District Attorney Frank S. Hogan has said the increase in youthful addiction was
"marked" between 1946 and 1949, and has been "shocking" since then.
Pointing out that arrest figures do not tell the entire story, Dr. Perry M. Lichtenstein,
medical adviser to Mr. Hogan, reported a 200 per cent increase last year in the number of
youthful addicts who came to his attention, few of whom were defendants. An even stronger
case for the extent of "hidden" addiction was made by a social worker who said
investigation in one neighborhood had disclosed eighteen youthful addicts, of whom only
one had ever been in court.
Actually, no one knows to what extent narcotics addiction has taken hold among the
city's teenagers. Mayor Impellitteri admits he doesn't know. Police Commissioner Thomas
F. Murphy, chairman of a committee named last December by the Mayor to study the problem
is trying to find out. So is a special committee set up by the Welfare Council.
Representative Louis B. Heller, Democrat of Brooklyn, offered in Congress last week a
bill to establish a joint Senate-House committee to study the narcotics problem, with
special reference to sales to minors.
The Mayor said yesterday that the city's law enforcement, welfare and health agencies were
giving serious attention to the question.
"I am pleased," he said, "with the increased police activity which has rid
our streets of many narcotics peddlers. The Department of Hospitals is making maximum use
of its limited facilities to give emergency treatment to some young addicts. Other
municipal agencies, including the New York City Youth Board, are working on the problem
from the preventative angle.
"The secrecy with which addicts surround themselves makes it difficult, if not
impossible, to determine how many young people have fallen victims to this disease. I am
confident that the spread of addiction will be halted with the aid of this
Commissioner Murphy said there was no way to measure accurately the extent of addiction,
but "the increase in the number of arrests for sale and possession and the crowded
condition of the Federal Public Health Service Hospital at Lexington certainly indicate a
rise in addiction, especially among teenagers."

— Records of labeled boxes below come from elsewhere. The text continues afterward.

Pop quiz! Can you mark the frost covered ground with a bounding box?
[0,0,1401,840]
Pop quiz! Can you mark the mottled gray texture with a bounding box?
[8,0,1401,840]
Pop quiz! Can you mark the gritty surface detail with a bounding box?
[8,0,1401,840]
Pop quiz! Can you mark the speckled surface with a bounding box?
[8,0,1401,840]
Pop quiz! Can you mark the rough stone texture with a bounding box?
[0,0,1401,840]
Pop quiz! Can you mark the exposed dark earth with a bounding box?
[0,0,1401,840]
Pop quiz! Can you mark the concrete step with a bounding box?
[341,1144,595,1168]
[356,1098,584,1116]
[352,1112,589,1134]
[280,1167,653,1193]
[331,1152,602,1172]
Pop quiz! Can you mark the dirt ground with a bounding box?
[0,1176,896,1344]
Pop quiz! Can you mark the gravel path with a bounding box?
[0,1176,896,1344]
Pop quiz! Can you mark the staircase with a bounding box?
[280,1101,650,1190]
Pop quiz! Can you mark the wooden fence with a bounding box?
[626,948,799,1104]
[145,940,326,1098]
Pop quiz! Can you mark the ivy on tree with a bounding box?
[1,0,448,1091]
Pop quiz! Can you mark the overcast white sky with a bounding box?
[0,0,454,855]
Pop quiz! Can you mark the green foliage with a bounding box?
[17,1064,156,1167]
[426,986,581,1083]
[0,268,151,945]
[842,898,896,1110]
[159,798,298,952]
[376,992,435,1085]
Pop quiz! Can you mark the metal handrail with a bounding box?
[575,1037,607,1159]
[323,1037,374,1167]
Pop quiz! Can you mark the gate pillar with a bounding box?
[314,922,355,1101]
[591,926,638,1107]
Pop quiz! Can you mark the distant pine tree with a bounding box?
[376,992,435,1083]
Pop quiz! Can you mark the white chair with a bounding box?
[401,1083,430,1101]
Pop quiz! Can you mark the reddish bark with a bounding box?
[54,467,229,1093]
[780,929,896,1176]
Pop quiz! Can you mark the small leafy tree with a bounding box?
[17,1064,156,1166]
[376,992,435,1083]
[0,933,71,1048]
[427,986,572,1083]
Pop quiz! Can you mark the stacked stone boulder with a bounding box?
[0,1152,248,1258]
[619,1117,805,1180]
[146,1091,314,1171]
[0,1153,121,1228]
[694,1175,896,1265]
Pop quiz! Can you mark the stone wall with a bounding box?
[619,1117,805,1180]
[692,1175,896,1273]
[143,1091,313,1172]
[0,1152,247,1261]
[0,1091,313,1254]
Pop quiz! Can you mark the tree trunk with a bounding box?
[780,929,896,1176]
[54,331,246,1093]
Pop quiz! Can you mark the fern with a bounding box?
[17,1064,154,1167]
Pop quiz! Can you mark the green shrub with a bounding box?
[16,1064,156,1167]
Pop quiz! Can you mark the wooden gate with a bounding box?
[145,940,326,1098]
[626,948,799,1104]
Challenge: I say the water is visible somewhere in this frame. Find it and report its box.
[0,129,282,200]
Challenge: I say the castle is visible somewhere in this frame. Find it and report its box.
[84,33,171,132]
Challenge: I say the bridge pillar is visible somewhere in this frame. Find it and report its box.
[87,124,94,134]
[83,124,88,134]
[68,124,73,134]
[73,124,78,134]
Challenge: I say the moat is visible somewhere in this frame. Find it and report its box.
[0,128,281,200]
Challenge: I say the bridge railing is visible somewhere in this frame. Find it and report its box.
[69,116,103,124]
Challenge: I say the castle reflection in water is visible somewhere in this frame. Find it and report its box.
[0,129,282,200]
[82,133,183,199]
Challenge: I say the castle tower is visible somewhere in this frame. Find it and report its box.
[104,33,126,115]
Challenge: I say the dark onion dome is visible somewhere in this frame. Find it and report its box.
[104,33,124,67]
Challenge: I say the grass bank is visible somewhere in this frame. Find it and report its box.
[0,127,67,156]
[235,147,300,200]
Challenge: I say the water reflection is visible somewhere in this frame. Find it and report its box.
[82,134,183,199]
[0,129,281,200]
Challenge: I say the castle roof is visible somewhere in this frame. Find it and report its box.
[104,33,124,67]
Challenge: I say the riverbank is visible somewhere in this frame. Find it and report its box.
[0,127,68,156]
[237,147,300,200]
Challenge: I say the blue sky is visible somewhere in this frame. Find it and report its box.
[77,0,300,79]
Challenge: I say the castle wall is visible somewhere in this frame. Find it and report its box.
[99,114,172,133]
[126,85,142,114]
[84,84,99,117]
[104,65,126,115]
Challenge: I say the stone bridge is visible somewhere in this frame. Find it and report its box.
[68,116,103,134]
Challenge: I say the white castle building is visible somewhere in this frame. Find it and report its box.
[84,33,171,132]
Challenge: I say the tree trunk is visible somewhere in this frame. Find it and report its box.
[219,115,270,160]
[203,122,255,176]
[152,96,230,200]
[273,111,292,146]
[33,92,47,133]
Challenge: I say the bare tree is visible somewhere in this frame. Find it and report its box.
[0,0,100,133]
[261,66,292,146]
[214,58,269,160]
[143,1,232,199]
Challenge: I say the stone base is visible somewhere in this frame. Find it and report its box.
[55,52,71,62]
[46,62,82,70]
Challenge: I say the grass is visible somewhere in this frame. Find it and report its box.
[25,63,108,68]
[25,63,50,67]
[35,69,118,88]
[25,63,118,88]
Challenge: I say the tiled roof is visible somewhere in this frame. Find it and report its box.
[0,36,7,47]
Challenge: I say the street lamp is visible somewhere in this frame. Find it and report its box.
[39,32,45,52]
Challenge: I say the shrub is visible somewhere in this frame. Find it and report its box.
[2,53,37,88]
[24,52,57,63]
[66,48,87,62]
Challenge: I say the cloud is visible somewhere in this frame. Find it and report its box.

The increase in teenage cases at the Lexington hospital is shown in the hospital's
census breakdown, indicating that while only three per cent of the patients admitted in
1946 were teenagers, this age group represented eighteen per cent of last year's new
cases. Of 15,000 individuals treated at Lexington since the institution was opened in
1935, forty per cent have returned more than once.
The more detailed followup survey, made in 1948, attempted to check on patients who had
been discharged between Jan 1, 1940, and Dec. 31, 1947. Pointing out that most of them had
been adults, De. Vogel said:
"Inasmuch as many of the teenage addicts do not have strongly organized personality
or psychiatric disorders, and considering the fact that being under age we do not
discharge them against advice except upon the request of their parents, treatment results
may be significantly better than for the older group."
The New York group of former patients at Lexington, organized as Narcotics Anonymous,
holds weekly meetings at one of the Salvation Army buildings. Its members do preventative
work with some youth groups and are available day and night to help.